At the present time, none of this has been done by NATO and countries opposed to the invasion of Ukraine. Vladimir Putin therefore only speaks of nuclear weapons to provoke fear. According to experts, Russia is the first nuclear power in the world. Like the other nuclear powers, Russia has developed a huge arsenal of these devastating weapons as part of a dissuasion strategy, precisely to prevent the outbreak of a nuclear conflict.

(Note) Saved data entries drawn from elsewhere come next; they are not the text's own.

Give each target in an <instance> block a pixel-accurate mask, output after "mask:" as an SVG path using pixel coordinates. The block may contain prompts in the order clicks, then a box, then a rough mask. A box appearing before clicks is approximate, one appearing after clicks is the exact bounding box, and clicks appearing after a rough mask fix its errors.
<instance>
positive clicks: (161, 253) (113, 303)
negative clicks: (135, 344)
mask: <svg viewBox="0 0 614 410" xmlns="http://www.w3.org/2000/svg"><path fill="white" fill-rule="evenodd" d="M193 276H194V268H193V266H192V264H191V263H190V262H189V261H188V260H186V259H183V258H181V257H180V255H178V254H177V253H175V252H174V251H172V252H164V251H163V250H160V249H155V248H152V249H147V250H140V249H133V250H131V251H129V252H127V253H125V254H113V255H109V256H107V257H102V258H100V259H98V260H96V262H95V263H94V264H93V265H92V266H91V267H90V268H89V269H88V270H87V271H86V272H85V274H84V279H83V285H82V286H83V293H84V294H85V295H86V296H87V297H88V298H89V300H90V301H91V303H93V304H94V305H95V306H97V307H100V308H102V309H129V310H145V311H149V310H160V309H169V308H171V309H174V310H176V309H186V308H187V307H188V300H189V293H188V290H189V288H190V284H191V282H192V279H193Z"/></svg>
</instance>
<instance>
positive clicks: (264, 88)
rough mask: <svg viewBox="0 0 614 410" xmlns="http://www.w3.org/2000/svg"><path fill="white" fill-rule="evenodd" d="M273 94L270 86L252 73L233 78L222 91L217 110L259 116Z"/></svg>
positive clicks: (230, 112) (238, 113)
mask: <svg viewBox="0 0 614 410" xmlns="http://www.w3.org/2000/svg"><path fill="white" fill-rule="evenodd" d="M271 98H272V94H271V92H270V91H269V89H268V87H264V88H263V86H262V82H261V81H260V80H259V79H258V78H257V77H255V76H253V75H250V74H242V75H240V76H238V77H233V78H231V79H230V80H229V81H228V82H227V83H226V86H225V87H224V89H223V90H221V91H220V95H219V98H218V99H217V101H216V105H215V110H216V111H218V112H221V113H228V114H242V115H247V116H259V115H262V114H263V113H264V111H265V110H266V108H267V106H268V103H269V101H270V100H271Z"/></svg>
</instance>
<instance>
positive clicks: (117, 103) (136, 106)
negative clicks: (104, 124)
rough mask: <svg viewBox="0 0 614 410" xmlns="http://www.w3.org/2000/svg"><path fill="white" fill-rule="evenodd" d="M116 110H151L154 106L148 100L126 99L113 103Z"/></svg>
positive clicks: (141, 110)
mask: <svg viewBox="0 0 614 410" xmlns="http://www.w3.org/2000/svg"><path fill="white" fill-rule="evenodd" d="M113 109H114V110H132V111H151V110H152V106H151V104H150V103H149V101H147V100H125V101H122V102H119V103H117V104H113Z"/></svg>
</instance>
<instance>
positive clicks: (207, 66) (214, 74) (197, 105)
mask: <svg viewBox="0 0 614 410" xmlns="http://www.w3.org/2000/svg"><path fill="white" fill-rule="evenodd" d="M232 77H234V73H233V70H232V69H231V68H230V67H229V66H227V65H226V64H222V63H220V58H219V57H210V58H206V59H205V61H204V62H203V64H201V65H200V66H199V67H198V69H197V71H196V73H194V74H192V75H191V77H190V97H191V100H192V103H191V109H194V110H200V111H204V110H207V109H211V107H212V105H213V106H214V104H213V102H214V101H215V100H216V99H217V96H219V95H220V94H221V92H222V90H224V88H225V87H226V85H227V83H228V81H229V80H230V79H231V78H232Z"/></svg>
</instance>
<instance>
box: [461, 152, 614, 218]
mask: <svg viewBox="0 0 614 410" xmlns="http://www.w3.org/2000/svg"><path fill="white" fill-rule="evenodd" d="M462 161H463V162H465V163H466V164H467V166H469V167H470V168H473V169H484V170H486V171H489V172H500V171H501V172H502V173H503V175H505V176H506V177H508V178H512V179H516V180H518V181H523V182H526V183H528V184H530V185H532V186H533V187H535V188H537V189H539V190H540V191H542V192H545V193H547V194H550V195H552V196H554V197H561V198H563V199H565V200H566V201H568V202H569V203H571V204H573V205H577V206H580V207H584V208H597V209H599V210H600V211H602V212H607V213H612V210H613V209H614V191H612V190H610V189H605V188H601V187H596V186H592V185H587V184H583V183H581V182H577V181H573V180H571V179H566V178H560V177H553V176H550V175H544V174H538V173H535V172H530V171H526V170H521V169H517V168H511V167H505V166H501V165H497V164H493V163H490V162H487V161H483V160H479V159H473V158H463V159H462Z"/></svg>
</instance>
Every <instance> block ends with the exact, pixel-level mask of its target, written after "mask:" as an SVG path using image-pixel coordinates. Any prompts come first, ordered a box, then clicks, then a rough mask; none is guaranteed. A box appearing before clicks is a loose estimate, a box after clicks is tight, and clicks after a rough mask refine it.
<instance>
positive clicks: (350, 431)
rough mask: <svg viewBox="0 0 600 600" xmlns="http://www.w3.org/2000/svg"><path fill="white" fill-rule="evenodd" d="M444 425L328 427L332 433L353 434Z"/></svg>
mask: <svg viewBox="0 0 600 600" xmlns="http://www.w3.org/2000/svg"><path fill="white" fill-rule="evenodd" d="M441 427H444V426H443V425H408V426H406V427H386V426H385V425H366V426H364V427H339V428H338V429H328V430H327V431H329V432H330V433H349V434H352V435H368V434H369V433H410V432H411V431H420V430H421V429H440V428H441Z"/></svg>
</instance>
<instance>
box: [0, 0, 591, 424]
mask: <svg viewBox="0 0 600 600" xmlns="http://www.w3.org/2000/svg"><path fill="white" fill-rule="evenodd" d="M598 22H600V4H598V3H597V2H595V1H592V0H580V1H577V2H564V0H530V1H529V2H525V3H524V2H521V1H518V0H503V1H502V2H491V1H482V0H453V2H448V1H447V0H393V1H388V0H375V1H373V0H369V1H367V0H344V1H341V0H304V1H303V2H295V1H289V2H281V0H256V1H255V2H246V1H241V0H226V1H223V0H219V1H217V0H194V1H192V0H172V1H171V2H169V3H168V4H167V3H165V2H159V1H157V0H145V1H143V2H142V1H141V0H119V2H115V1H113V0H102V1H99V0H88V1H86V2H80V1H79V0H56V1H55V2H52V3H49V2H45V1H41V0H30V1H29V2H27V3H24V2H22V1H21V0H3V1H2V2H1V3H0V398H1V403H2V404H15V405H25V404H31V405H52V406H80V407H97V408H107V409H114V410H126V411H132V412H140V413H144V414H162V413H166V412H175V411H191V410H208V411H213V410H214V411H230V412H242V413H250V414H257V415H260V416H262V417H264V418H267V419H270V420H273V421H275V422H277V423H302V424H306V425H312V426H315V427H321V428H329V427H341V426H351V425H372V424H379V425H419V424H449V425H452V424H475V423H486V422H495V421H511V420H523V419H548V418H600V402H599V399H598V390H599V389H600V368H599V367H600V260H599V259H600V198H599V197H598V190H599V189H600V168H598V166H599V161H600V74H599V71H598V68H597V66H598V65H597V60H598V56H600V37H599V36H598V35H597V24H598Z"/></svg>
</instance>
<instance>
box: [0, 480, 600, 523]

Until now, no country opposed to the invasion of Ukraine has talked of sending troops in the field to combat Russian forces. Everyone wants negotiations to start as soon as possible to bring peace to Ukraine. They are asking for what any nation committed to upholding international law and the national sovereignty of independent states should do: to find at any cost a peaceful resolution of the conflict. But Vladimir Putin is obviously not looking for this and he does not honor who he is by wielding a nuclear threat in circumstances that in no way justify such response.
You may say these are just words. However, from the leader of a major nation and a member of the United Nations Security Council, one expects to hear him speak with restraint of a threat truly terrible for the whole planet and not, in any case, in the context of this conflict.